Keywords: standard of care, psychosis, antipsychotics, artificial intelligence in medicine, chatgpt, treatment-resistant schizophrenia
Introduction
Chat Generative Pre-trained Transformer (ChatGPT) is an artificial intelligence (AI) program developed by OpenAI that was launched on November 30, 2022, and has since become a cultural phenomenon [1]. ChatGPT utilizes a large database of information to respond to user inquiries with language replicating human discourse. Thus far, the program has demonstrated its capacity to perform in medicine by successfully passing the United States Medical Licensing Examination (USMLE) Step 1, Step 2 clinical knowledge (CK), and Step 3 medical board examinations [1,2]. Additionally, the program has proven to create differential diagnosis lists with 93.3% accuracy of the actual disease when prompted with common clinical vignettes [3]. These processes demonstrate the ability of ChatGPT to match textbook knowledge to well-established diseases. Some propose that ChatGPT may serve the medical community by collecting information from electronic medical records, organizing content for literature reviews, connecting diagnoses with billing codes, and other data management services [4,5]. By taking advantage of AI’s ability to recognize and organize data, medical practitioners may focus more energy on patient care [6].

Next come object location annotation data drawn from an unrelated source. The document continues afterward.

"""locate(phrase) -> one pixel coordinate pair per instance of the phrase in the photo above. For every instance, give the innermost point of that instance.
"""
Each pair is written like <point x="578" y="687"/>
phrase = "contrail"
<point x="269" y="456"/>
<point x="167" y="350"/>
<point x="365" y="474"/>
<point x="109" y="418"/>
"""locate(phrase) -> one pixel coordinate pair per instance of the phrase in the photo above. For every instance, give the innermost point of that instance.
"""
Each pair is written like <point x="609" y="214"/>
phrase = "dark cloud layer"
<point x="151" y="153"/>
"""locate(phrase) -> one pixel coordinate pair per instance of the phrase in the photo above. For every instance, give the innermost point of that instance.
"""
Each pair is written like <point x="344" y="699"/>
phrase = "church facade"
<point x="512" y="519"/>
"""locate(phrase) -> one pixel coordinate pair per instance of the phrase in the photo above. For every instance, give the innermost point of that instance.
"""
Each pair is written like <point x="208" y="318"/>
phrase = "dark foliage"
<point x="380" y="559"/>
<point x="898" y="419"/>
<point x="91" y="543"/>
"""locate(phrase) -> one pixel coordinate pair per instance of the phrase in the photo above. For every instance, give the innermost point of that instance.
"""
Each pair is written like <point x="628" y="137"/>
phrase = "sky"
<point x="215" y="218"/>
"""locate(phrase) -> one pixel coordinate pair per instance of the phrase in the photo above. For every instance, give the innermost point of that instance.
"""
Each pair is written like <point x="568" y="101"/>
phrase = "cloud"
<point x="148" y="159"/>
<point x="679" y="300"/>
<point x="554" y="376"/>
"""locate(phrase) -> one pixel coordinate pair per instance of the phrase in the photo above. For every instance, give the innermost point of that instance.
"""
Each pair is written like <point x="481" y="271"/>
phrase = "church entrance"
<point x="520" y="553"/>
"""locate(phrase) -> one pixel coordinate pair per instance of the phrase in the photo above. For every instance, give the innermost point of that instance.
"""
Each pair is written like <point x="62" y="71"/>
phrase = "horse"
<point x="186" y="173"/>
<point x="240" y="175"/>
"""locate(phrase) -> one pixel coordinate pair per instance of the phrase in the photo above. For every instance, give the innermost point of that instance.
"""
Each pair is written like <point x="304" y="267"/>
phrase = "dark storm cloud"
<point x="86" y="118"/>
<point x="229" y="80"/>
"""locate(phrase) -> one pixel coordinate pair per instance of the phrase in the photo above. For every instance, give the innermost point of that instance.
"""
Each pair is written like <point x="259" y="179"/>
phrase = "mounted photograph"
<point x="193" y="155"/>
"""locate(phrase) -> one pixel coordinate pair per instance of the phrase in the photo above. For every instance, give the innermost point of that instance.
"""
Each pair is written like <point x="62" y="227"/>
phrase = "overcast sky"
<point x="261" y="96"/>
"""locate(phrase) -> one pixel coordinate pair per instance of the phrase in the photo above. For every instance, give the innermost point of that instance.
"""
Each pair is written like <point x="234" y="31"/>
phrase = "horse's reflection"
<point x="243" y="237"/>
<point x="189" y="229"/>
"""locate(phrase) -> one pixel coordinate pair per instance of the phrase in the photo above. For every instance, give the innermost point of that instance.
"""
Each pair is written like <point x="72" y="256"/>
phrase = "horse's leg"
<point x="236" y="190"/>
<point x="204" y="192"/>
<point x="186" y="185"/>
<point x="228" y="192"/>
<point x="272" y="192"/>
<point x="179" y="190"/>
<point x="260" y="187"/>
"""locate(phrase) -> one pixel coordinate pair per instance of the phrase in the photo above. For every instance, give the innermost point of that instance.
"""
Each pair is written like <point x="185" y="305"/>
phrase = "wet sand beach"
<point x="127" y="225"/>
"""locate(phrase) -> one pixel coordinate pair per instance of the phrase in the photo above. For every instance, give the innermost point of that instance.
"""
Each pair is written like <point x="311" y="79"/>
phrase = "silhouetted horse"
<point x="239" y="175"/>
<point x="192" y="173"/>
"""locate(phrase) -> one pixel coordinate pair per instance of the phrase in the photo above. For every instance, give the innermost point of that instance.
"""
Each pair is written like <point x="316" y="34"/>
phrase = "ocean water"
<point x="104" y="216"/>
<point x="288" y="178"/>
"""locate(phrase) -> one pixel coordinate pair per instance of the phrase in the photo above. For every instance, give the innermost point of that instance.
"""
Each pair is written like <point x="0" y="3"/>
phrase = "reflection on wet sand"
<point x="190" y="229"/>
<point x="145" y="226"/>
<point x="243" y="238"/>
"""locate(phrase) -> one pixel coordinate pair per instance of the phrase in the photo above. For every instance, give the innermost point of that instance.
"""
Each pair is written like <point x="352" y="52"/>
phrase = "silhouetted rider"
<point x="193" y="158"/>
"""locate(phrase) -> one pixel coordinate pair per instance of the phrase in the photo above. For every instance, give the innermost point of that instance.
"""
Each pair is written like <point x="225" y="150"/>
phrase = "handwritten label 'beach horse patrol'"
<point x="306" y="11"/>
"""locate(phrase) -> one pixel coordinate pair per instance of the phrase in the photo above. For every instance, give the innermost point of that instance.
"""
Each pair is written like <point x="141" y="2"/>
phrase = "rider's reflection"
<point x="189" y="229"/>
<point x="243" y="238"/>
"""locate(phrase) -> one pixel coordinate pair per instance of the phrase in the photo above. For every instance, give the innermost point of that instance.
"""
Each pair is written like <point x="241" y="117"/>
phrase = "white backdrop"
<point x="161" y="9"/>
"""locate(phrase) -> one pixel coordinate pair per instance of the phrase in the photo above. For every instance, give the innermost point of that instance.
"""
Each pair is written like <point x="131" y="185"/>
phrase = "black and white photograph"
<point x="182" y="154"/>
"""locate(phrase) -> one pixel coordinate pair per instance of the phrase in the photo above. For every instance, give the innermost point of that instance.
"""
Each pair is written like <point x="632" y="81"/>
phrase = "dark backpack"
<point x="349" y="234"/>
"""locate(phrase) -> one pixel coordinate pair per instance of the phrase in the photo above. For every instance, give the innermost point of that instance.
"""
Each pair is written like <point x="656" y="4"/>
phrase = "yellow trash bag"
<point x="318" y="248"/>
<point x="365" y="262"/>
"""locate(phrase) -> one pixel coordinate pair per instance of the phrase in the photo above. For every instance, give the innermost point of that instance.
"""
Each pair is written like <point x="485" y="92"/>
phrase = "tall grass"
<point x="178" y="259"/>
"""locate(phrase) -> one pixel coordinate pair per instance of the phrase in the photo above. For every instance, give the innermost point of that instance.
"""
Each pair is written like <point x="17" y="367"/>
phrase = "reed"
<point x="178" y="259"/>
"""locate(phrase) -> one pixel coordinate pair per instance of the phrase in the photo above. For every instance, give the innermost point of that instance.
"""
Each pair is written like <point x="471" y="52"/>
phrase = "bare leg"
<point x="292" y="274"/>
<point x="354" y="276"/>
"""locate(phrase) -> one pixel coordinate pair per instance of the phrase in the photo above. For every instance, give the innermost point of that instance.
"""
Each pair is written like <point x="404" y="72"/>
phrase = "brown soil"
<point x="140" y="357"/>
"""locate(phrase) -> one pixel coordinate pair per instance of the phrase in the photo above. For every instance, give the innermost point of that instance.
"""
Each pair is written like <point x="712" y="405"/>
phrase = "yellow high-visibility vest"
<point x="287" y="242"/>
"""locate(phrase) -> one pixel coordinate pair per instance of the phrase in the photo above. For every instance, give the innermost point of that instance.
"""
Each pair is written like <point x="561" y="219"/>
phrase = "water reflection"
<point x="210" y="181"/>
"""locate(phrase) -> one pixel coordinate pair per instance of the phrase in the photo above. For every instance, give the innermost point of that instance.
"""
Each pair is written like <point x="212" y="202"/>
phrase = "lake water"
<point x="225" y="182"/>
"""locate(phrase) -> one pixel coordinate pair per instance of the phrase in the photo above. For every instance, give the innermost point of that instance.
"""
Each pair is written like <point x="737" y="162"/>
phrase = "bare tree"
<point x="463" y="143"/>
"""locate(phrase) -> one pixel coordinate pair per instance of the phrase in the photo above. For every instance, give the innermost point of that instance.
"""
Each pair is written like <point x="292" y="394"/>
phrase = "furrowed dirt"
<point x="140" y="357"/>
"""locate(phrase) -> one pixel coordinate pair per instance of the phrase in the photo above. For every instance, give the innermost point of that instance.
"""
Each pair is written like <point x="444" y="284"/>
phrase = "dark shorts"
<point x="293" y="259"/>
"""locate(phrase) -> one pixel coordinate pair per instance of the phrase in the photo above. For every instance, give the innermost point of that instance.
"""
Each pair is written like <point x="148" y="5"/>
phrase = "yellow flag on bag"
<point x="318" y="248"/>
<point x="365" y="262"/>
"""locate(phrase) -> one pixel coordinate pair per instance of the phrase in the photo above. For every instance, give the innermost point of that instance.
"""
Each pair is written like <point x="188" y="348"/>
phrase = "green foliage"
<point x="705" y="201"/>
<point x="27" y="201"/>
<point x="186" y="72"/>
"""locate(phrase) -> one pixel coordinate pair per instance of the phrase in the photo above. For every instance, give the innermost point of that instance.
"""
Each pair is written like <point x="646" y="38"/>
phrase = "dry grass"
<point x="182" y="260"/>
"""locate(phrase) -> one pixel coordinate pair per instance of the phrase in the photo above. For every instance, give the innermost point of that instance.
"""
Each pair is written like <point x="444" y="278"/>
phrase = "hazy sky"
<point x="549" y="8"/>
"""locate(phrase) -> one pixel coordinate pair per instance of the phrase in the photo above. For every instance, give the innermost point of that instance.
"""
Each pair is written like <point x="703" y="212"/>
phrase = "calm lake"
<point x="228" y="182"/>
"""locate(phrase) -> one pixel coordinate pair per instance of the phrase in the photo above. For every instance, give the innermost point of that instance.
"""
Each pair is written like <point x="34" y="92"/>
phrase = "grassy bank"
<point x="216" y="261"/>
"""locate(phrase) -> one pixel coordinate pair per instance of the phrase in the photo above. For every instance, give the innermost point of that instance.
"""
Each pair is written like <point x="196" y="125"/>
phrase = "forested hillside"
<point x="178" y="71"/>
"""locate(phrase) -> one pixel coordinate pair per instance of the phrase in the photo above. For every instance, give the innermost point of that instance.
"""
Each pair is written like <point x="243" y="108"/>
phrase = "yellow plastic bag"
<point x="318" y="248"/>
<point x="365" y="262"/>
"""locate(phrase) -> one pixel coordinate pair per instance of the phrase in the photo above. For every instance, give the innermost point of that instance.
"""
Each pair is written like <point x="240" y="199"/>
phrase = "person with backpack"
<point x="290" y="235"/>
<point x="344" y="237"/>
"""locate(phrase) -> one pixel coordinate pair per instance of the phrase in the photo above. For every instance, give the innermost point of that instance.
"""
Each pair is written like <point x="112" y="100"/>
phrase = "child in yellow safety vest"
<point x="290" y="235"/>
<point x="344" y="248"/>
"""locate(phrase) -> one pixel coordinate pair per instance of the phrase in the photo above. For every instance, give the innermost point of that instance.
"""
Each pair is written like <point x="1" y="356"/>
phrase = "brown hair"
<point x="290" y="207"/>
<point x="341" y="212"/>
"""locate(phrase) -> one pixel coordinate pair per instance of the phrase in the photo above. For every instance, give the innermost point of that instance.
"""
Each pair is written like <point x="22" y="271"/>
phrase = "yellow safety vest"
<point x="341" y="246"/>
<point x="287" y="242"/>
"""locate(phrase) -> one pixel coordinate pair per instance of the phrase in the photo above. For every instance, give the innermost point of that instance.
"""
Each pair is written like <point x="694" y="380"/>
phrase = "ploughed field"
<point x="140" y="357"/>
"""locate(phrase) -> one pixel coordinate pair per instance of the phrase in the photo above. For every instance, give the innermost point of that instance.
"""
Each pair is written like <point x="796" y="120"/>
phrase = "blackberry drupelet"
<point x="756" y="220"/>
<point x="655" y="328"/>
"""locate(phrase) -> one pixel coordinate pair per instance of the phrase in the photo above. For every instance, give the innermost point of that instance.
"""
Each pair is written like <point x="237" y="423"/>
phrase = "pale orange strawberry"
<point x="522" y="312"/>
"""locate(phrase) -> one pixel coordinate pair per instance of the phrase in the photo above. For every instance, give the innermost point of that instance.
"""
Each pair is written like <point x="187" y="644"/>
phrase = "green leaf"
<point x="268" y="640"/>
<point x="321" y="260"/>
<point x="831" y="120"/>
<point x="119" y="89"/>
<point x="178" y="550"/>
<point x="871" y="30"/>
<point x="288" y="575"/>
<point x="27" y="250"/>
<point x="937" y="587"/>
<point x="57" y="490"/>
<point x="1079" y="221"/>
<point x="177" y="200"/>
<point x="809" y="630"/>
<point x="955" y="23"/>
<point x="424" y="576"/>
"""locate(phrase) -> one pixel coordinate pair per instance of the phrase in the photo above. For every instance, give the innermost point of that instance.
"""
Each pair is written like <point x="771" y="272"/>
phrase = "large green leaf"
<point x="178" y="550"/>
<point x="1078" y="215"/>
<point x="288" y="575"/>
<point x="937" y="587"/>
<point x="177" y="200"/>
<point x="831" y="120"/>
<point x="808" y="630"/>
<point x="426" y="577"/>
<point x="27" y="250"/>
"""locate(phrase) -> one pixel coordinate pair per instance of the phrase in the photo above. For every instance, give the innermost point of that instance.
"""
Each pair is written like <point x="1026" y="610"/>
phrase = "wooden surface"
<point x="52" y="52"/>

ChatGPT may have a role in optimizing treatment for complex diseases in psychiatry like treatment-resistant schizophrenia (TRS). Approximately 20%-30% of patients diagnosed with schizophrenia do not respond to antipsychotic medications [7]. If they fail to respond to at least two antipsychotic trials, these patients are described as having TRS [8]. These patients may require more potent antipsychotics, like clozapine, the only FDA-approved medication for TRS [8,9]. However, it may be associated with a greater risk of agranulocytosis, sialorrhea, myocarditis, cardiomyopathy, weight gain, sedation, and constipation [10]. Even then, clozapine has only demonstrated beneficial impacts on approximately one-third of this treatment-resistant population [7]. The pharmacologic management of TRS is challenging and poses an opportunity for ChatGPT to use extensive foundational knowledge of medicine alongside emerging data to provide pertinent feedback to clinician inquiry. Additional adjuvants to medication include electroconvulsive therapy (ECT), repetitive transcranial magnetic stimulation (rTMS), deep brain stimulation, expressive therapy, talk therapy, exercise therapy, cognitive behavioral therapy, and hallucination-focused integrative therapy [8,11-13]. When considering alternate or adjuvant treatment modalities, ChatGPT might provide evidence-based treatment recommendations tailored to patients’ needs, history, and preferences. TRS carries a significant clinical and economic burden on patients, families, and society [14,15]. Many studies suggest that patients with TRS have more severe symptoms, earlier age of diagnosis, and worse quality of life compared to their treatment-responsive counterparts [8]. TRS has been shown to have higher rates of hospitalization, health resource utilization, substance abuse, unemployment, aggression, and suicidality [14,15]. The AI platform ChatGPT may curate data to assist healthcare practitioners in providing efficient, personalized, and evidence-based care for complex medical conditions like TRS.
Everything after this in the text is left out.